When the shuffling subsided the judge addressed the room. He spoke sorrowfully of the decline of civilisation and the decline of the family. He spoke of the corrupt effect of modern music and films, the cheap taste for excitement, the lack of respect for authority. There was no one person to blame, he said. There was the acknowledged tendency of boys to be boys, but (with a slight rueful smile) there was no one who could be a boy like a wild tomboy could. He paused for the smiles and the rueful shaking of heads. Beyond that, he said, there was a long trail of sorry neglect, a long sad trail. And this sort of family breakdown was like a disease, he said. Like a cancer. Unless it was stopped, it would spread and infect others, even those whose family circumstances were entirely admirable. (Here, he let his eyes rest briefly on the parents who lived on Wilston Heights.) His finding was that the tragic death was wholly an accident, but in order to prevent further harm, and for her own future good as well as that of society, he ruled that Cat Reilly should be removed from the inadequate home and desperately inadequate parental situation in which it was her sad fortune in life, through no fault of her own, to find herself. He ruled that she should be placed in the Holy Family School for Little Wanderers where, by God's grace, she would learn the proper deportment required of a young lady on the verge of puberty. In such a setting, he believed, there was every reason to hope she would learn discipline and moral rectitude before her life was beyond all repair.

Charlie saw a little jolt to Cat's body, as though a pellet had hit her, then she was still.

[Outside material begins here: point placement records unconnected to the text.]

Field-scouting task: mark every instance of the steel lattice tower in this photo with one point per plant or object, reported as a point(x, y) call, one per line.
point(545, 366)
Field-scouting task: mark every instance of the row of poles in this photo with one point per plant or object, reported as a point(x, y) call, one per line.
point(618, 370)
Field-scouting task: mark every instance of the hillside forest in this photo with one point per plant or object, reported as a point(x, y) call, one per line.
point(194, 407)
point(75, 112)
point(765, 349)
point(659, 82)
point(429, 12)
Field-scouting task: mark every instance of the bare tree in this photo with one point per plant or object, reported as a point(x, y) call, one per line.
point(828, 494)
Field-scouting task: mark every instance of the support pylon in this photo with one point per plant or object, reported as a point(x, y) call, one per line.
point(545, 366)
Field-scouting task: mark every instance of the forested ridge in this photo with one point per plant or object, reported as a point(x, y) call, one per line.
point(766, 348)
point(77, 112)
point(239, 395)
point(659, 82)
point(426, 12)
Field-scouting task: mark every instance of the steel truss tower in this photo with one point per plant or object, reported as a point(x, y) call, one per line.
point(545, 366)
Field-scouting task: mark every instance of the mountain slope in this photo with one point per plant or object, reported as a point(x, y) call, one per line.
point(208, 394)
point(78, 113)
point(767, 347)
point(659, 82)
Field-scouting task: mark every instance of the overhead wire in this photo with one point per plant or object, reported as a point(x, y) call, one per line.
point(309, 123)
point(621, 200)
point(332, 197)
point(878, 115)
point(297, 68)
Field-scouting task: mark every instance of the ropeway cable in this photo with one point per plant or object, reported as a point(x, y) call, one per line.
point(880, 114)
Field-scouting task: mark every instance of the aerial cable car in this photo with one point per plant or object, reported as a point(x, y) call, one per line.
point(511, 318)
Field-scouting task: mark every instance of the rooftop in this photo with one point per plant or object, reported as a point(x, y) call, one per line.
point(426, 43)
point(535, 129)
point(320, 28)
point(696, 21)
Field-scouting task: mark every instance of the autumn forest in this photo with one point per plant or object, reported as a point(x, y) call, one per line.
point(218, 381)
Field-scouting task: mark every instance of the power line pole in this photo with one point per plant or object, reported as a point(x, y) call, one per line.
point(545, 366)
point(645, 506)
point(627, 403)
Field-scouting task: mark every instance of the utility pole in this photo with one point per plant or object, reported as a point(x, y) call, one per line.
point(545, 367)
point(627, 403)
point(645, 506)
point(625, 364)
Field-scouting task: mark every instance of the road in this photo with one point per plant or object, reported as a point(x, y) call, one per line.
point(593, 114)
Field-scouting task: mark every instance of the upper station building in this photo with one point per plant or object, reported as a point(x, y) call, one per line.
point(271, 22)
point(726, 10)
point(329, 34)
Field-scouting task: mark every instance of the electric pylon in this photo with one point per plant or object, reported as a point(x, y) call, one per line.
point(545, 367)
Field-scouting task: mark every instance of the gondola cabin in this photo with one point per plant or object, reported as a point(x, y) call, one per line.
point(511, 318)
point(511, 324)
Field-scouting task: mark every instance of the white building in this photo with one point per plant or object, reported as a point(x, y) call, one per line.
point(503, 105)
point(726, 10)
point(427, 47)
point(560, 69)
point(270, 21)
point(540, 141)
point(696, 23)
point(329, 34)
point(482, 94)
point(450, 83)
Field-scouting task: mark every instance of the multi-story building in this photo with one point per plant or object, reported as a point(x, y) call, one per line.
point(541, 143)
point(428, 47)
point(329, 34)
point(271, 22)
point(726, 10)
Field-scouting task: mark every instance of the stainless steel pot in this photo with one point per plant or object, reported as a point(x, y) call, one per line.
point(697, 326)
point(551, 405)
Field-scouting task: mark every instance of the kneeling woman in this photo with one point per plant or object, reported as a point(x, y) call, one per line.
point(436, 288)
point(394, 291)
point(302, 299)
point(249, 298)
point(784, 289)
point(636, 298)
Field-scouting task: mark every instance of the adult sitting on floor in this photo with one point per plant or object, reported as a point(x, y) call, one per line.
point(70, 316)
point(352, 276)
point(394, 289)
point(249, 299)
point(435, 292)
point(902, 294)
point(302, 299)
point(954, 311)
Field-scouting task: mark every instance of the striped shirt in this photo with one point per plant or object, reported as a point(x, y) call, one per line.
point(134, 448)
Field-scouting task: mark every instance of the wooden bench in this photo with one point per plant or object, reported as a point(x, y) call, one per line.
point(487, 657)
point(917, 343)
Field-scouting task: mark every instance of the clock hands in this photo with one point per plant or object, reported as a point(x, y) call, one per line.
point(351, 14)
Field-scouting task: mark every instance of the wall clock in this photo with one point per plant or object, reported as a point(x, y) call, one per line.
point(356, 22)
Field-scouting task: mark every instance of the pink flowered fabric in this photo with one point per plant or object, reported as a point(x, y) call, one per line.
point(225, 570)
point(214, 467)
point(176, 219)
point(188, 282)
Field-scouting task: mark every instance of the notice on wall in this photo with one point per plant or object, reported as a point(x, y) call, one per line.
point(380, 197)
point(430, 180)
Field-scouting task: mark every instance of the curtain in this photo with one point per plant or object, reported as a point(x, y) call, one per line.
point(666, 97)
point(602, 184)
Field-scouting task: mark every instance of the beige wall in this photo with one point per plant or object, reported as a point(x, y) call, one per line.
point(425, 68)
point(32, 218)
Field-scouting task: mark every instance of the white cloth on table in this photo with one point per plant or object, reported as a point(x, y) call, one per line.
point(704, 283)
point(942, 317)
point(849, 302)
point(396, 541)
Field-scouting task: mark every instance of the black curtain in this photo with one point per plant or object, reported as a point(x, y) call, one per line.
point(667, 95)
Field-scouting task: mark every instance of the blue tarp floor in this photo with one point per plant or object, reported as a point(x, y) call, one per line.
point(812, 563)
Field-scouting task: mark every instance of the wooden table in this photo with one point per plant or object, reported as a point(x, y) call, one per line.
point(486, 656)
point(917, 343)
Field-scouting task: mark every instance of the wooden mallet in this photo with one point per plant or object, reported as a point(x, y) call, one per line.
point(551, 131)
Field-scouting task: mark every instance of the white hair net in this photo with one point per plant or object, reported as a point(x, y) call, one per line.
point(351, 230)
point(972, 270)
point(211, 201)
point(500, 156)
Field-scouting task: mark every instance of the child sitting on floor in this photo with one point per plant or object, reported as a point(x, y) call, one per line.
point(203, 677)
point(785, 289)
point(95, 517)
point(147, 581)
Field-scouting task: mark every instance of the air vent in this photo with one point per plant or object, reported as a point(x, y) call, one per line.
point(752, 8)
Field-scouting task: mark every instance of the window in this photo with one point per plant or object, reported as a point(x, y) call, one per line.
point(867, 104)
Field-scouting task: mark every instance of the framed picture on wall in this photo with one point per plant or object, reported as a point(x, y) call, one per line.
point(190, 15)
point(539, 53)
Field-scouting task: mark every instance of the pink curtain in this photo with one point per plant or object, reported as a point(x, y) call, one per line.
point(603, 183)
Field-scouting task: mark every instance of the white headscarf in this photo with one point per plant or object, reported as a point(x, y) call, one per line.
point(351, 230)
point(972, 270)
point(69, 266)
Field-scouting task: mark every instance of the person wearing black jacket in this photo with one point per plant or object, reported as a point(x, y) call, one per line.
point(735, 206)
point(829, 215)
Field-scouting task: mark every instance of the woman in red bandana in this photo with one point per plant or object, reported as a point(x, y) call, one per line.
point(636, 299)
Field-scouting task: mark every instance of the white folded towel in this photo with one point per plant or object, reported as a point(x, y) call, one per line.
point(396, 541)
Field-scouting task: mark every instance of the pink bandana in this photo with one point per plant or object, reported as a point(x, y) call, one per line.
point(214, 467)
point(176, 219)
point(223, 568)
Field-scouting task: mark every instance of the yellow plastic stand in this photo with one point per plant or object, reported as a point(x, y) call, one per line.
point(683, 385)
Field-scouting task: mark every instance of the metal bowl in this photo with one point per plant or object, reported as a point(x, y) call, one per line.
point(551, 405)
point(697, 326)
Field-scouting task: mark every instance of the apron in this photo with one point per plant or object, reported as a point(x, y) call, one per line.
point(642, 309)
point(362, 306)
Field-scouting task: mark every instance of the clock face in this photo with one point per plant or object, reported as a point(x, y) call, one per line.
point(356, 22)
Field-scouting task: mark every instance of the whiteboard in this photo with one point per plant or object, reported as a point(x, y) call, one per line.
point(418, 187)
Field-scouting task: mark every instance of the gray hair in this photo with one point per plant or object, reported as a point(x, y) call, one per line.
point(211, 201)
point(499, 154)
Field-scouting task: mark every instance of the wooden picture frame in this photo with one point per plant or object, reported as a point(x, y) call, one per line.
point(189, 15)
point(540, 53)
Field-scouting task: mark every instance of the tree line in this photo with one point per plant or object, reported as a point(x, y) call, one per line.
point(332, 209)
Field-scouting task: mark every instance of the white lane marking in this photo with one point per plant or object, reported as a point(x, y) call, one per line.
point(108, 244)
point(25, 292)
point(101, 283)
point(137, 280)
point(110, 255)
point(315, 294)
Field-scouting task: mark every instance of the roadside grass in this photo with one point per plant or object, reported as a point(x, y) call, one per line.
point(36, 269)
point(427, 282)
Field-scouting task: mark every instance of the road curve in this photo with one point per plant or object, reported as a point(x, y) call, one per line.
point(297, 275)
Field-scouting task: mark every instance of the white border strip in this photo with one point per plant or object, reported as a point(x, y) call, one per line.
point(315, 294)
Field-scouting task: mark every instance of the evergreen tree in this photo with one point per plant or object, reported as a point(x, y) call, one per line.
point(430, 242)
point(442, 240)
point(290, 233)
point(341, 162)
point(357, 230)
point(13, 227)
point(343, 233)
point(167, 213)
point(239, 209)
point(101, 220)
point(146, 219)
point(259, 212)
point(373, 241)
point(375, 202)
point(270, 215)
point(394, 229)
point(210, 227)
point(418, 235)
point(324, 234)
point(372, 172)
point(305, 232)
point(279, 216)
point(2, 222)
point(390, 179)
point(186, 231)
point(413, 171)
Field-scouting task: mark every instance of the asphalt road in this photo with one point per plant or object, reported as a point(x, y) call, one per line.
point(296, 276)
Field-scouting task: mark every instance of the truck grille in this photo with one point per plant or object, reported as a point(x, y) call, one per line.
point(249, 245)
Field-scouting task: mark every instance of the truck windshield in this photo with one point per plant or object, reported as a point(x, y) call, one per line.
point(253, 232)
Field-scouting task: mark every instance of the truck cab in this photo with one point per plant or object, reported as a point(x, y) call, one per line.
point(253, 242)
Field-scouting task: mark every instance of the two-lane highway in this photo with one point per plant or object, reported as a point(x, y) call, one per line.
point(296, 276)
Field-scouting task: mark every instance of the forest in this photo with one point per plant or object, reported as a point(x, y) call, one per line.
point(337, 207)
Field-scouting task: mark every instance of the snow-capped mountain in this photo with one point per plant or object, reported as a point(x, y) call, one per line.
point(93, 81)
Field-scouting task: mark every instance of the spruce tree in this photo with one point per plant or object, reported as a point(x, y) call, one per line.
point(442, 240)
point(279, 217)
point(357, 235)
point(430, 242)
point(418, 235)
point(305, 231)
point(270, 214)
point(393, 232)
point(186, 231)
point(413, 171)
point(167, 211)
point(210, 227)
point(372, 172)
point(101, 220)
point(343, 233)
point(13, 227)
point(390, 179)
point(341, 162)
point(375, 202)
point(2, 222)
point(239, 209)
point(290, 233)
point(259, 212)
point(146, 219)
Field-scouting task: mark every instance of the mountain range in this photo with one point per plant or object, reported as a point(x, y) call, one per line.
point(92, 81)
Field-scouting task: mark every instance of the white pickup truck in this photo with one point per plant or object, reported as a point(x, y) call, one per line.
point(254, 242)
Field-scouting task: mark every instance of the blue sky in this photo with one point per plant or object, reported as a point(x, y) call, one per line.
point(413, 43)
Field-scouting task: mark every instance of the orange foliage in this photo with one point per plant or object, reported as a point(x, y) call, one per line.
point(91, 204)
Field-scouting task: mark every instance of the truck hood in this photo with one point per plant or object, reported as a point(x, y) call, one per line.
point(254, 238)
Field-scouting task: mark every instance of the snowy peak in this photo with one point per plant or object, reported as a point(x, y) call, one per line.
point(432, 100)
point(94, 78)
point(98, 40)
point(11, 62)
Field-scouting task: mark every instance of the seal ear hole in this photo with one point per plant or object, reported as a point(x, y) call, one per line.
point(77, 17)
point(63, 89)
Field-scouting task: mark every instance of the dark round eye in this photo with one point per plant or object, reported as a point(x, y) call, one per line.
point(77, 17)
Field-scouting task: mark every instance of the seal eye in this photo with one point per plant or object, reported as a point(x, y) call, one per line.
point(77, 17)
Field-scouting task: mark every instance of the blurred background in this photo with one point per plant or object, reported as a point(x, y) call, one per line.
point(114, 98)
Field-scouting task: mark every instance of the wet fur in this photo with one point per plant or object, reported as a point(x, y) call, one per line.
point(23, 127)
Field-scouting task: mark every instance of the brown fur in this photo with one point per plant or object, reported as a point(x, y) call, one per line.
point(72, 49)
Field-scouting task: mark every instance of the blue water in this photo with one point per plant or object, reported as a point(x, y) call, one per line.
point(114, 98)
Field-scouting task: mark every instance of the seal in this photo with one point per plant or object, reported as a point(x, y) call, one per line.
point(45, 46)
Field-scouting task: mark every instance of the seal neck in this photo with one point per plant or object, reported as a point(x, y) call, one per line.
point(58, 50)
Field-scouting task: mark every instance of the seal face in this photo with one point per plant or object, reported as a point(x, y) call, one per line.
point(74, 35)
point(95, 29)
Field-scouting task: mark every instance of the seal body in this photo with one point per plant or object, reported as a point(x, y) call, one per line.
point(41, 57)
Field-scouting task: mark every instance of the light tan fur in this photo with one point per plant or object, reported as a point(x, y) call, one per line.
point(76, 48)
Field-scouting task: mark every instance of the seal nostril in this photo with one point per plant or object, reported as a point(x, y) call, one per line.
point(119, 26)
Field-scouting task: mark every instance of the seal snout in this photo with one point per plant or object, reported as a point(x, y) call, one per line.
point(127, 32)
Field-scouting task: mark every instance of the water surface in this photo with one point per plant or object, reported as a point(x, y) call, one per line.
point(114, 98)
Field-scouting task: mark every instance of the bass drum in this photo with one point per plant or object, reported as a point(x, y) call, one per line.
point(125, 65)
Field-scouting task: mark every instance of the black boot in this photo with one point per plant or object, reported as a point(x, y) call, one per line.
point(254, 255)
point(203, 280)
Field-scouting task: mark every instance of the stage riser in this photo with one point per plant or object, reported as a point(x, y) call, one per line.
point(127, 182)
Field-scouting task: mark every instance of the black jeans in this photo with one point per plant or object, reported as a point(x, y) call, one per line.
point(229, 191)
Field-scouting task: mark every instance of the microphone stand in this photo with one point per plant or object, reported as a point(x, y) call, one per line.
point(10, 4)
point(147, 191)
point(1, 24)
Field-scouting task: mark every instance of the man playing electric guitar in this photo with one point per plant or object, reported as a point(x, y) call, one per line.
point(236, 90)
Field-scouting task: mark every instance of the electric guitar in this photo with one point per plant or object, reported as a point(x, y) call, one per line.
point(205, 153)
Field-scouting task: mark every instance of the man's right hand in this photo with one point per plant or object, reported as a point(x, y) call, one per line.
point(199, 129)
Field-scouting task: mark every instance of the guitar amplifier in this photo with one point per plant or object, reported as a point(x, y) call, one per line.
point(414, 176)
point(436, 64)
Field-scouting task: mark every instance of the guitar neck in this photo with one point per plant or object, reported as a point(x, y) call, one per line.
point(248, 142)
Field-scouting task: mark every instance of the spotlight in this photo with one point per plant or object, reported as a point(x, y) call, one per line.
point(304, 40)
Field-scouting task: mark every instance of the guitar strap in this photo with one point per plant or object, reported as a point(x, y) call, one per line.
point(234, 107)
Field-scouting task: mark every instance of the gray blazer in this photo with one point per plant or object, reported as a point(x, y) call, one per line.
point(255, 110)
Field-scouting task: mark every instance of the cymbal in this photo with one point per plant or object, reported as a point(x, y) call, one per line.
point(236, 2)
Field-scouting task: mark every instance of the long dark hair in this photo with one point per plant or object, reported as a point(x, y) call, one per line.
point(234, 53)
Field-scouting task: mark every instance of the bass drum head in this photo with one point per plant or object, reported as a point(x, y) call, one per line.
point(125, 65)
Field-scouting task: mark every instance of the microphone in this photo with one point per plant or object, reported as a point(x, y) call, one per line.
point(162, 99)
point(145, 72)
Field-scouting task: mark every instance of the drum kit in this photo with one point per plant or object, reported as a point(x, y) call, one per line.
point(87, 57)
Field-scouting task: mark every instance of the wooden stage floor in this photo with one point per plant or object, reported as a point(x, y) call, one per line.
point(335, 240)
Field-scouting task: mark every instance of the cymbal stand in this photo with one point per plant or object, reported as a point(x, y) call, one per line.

Nobody needed a translation of Holy Family School. Everybody knew what it meant. Reform School. Delinquent girls. When the judge asked Cat if she had anything to say, she did not answer him. But she turned toward the boys, toward Robinson Gray in particular, and lifted her hands up to her face like claws, and made a soft hissing sound.

Afterwards.

Charlie was never sure how much time elapsed between the inquest and the afterwards. It could have been the same night. It could have been the next. He thought the worst thing was that they came into Cat's place, into that magic untouchable kingdom of long grass and old tyres and the rusted skeleton of a car.

There were four of them and three of us and they were all much bigger than us, he said. It was dark. God knew where Cat's father was.

Charlie and Catherine had gone to Cat's place by instinct after school. Cat sat on the rotting veranda and stared at nothing. She didn't move, she didn't speak to them. She had finished with words.